I'll hold my nose and vote for Hillary.  She really doesn't impress me all that much, but Trump so disgusts me that I just want to make sure he doesn't win.  The guy reminds me of Richard Nixon.  He's too thin-skinned, he's creepy, and his bromance with Putin disturbs me.  And the less said about Pence, the better.


----------



## Shokew (Oct 10, 2016)

Mrs Paul said:


> I'll hold my nose and vote for Hillary.  She really doesn't impress me all that much, but Trump so disgusts me that I just want to make sure he doesn't win.  The guy reminds me of Richard Nixon.  He's too thin-skinned, he's creepy, and his bromance with Putin disturbs me.  And the less said about Pence, the better.



I said before I wanna see Trump continue and carry on, not that I was voting for him. I still feel bad everyone else, save for da lizard woman is less sane.


----------



## Null (Oct 10, 2016)

Mrs Paul said:


> I'll hold my nose and vote for Hillary.  She really doesn't impress me all that much, but Trump so disgusts me that I just want to make sure he doesn't win.  The guy reminds me of Richard Nixon.  He's too thin-skinned, he's creepy, and his bromance with Putin disturbs me.  And the less said about Pence, the better.


So just to play devil's advocate, since I'm basically his PR agent at this point.



Mrs Paul said:


> creepy


Subjective.













Mrs Paul said:


> thin-skinned





Mrs Paul said:


> Putin





Mrs Paul said:


> bromance


Putin doesn't want war with the United States.
Clinton wants war with Iran and Russia.

The Obama administration blew their load early and blamed all of Wikileak's sources on Kremlin (Russian) hacks. They don't _know_ this, but they're saying it precisely to embed this idea that Russia is trying to implant Trump as President for some reason. Even if they are, it's probably to maintain peace.
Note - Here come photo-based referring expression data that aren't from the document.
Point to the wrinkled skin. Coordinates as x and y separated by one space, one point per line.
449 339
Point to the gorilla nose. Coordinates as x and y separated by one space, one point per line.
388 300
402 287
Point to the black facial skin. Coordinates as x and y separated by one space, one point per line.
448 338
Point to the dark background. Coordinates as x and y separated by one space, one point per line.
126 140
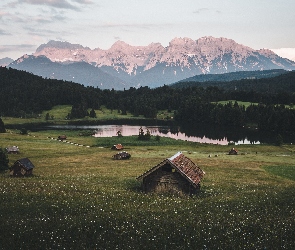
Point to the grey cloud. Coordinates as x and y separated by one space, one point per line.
21 47
4 33
204 10
201 10
83 1
63 4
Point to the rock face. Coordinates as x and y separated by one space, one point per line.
155 65
5 61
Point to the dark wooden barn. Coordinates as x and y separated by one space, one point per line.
22 167
117 147
122 156
12 150
233 151
62 137
176 175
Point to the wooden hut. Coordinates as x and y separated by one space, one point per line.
177 175
22 167
62 137
12 150
117 147
233 151
122 156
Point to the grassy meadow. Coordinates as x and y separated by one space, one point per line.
80 198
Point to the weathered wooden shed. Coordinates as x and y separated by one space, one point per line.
122 156
12 150
62 137
177 175
117 147
233 151
22 167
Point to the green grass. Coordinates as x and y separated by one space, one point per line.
282 171
80 198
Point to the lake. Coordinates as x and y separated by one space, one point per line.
163 131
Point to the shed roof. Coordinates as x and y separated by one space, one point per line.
26 163
12 149
183 165
117 146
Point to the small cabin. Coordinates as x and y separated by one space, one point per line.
122 156
233 151
117 147
62 137
12 150
22 167
176 175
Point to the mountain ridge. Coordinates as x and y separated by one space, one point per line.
154 65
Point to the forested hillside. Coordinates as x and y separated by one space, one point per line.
233 76
26 94
280 83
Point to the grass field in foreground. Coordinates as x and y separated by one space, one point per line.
80 198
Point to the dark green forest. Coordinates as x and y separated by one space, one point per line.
23 94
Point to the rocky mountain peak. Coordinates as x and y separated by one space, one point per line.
59 45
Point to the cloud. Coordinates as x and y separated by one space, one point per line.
4 33
205 10
62 4
201 10
21 47
83 1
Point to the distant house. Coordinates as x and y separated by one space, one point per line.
62 137
122 156
117 147
233 151
177 174
12 150
22 167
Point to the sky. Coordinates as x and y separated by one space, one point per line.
26 24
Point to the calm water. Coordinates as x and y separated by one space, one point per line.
163 131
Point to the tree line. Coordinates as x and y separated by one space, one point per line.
24 94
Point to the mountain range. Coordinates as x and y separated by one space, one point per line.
124 66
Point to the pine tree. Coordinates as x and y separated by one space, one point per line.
3 160
2 127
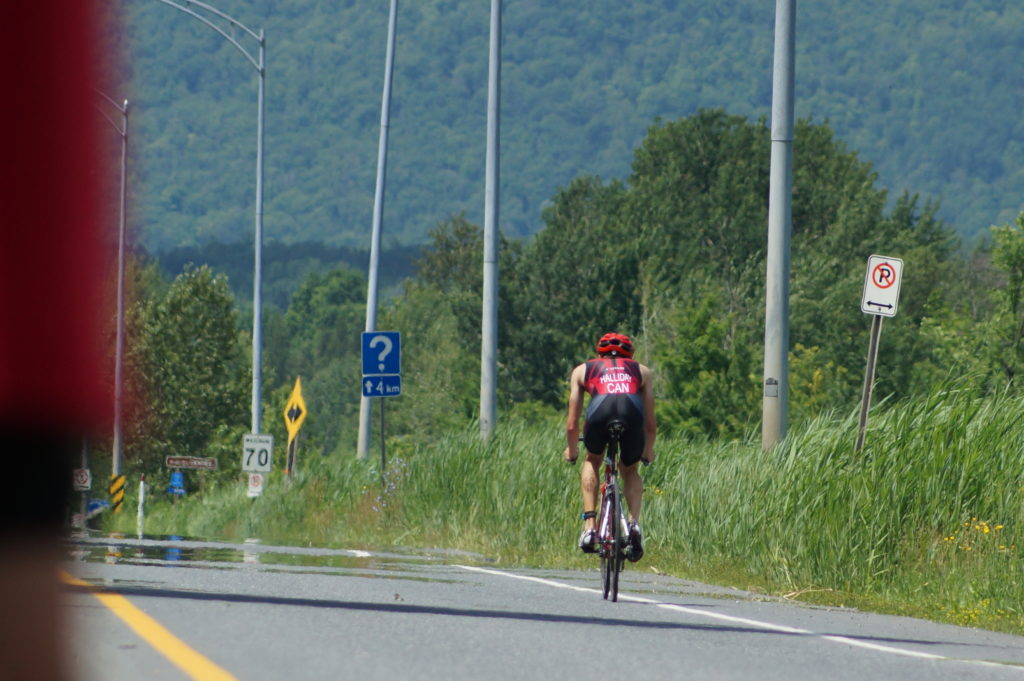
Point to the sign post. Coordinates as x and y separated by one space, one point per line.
882 282
382 371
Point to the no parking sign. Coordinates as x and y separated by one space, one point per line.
882 286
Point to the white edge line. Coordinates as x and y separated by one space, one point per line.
744 621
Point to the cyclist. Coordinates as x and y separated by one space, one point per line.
620 388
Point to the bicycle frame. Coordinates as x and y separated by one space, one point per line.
611 527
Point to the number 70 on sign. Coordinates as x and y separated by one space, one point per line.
257 453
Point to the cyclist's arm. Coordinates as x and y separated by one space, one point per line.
576 411
649 422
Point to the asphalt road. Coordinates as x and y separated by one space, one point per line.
174 609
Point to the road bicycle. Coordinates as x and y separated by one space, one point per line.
612 533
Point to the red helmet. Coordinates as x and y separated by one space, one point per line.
615 343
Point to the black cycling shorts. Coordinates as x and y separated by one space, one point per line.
627 409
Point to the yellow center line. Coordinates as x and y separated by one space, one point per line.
192 663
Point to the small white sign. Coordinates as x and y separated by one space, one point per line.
82 479
882 286
257 453
255 484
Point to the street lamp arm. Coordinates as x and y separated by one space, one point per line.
110 120
258 36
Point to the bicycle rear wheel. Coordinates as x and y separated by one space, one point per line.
615 559
607 553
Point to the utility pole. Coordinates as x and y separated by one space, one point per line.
259 64
363 444
776 379
488 331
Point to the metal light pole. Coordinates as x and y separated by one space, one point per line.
258 64
488 329
363 444
122 231
776 379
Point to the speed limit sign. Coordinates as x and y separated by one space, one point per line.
257 453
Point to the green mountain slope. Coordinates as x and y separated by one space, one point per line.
927 90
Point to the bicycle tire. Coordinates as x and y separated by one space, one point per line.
606 558
615 559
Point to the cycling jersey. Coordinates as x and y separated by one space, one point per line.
613 384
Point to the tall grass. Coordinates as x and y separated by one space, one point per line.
926 519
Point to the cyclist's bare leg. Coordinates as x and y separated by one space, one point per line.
589 485
633 487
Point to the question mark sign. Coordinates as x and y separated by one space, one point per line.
386 342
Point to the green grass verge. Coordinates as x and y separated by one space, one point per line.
925 521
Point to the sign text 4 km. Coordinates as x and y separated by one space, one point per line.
257 453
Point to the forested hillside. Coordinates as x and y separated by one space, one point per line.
929 91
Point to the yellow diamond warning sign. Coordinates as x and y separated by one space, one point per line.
295 411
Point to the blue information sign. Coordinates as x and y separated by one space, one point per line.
381 364
381 353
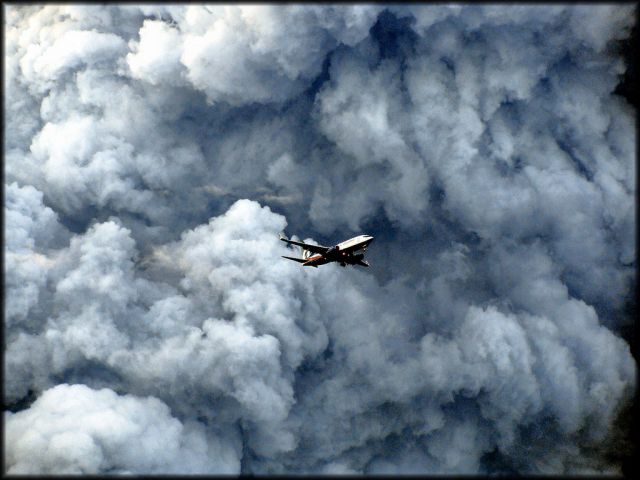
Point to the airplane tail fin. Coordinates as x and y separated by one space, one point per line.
299 260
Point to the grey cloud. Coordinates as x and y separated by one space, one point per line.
72 429
153 155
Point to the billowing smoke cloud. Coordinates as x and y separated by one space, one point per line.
153 154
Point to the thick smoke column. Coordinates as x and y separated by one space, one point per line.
154 153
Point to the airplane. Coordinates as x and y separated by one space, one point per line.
349 252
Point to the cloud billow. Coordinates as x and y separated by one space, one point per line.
154 153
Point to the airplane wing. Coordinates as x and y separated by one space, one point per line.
307 246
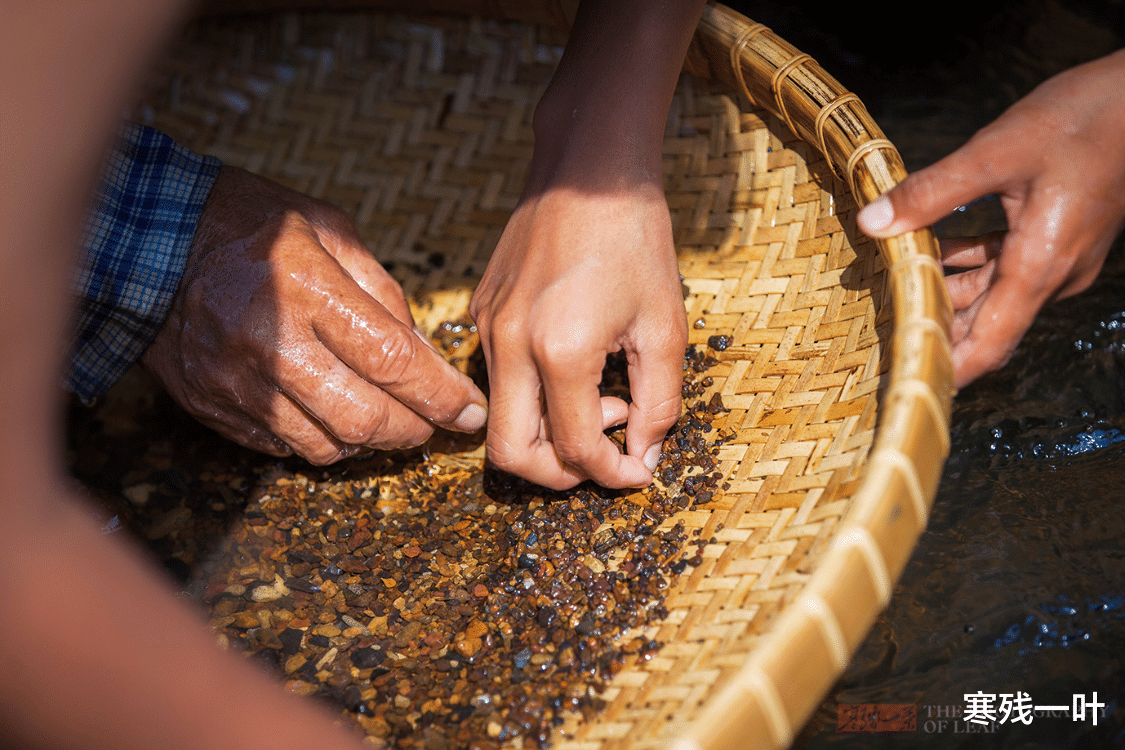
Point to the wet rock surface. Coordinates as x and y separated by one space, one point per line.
432 601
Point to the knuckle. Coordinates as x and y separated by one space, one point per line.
576 451
322 454
395 355
504 455
411 437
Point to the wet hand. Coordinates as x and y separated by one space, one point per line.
288 337
1056 160
577 277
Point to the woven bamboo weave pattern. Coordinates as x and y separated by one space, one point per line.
837 373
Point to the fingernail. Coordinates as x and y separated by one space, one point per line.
876 215
471 418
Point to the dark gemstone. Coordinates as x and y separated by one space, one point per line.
368 658
719 343
290 640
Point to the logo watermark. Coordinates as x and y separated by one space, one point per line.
980 713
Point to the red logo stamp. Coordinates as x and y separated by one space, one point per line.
876 717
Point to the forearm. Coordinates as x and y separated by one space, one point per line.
147 202
601 123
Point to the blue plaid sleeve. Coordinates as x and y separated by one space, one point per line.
144 213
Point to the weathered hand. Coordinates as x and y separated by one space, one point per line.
287 336
574 278
1056 159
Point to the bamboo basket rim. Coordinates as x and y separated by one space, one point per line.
899 478
816 107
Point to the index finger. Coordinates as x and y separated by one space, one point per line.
986 164
388 353
574 410
1022 283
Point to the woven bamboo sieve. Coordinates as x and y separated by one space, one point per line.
838 378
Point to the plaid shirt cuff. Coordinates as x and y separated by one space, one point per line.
145 208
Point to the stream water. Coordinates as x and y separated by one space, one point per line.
1018 584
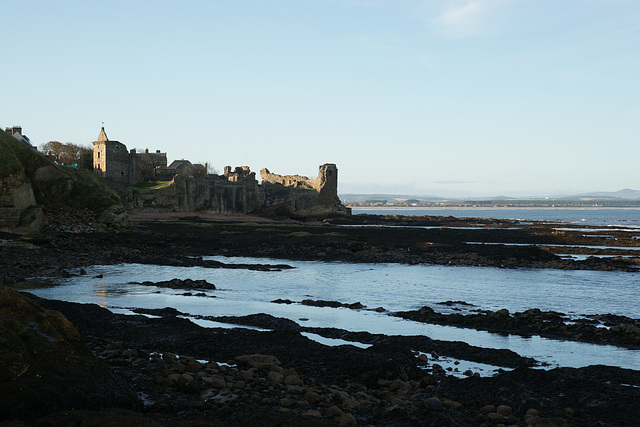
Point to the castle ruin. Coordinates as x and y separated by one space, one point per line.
192 189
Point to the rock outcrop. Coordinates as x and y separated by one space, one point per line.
19 212
46 367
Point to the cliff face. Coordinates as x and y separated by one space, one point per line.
29 183
19 212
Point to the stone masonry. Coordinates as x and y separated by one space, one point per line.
236 191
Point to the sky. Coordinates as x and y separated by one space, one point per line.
454 98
Consider this. China is becoming Imperialist. They've staked claims on 3 ally's properties. An island east of South Korea. An island chain south of Okinawa belonging to Japan. Maritime borders and islands north in the Philippines. Obama has said that we will defend our allies against Chinese claims.

Russia is a bigger military threat to us than China, but China is a bigger economic threat to America than Russia. Putin would prefer a balance of power in which the three superpowers were willing to work with each other instead of just demeaning one another as being pure evil. Chinese censorship is detestable, Russian intolerance of homosexuality is detestable, but we are better poised to deal with these country's human rights violations when we are friendly than when we are adversarial. Having good relations with Putin puts China into place and allows us to negotiate these things we want for Russia's people.

Conversely, the Saudi's royal family is bragging that they estimate 20% of Clinton's campaign cash comes from them. That is overt influence on American politics and their motivation is clear. Clinton has enabled Saudi Arabia to get away with everything they want. Despite burying women to their necks in sand and stoning them to death for the crime of being raped ("adultery") and executing gays by throwing them off buildings, Saudi Arabia has somehow weaseled its way into the head of the UN's Human Rights committee and has secured an alliance with the US after funding al-Queada's attacks on New York City.

So sure Putin's bad but Saudi Arabia is objectively worse and I value peace with Putin more than I value peace with the house of Saud.

(Addendum: With all this blame going towards Russia, how do you think a President Clinton is going to treat Russia in Foreign Relations after all this hell they've given her by exposing the truth? "Hell hath no fury like a woman scorned.")


----------



## Very Honest Content (Oct 10, 2016)

PortsideDave said:


> Then again if I recall correctly Romney was like ahead of Obama in 2008 and we know how that turned out.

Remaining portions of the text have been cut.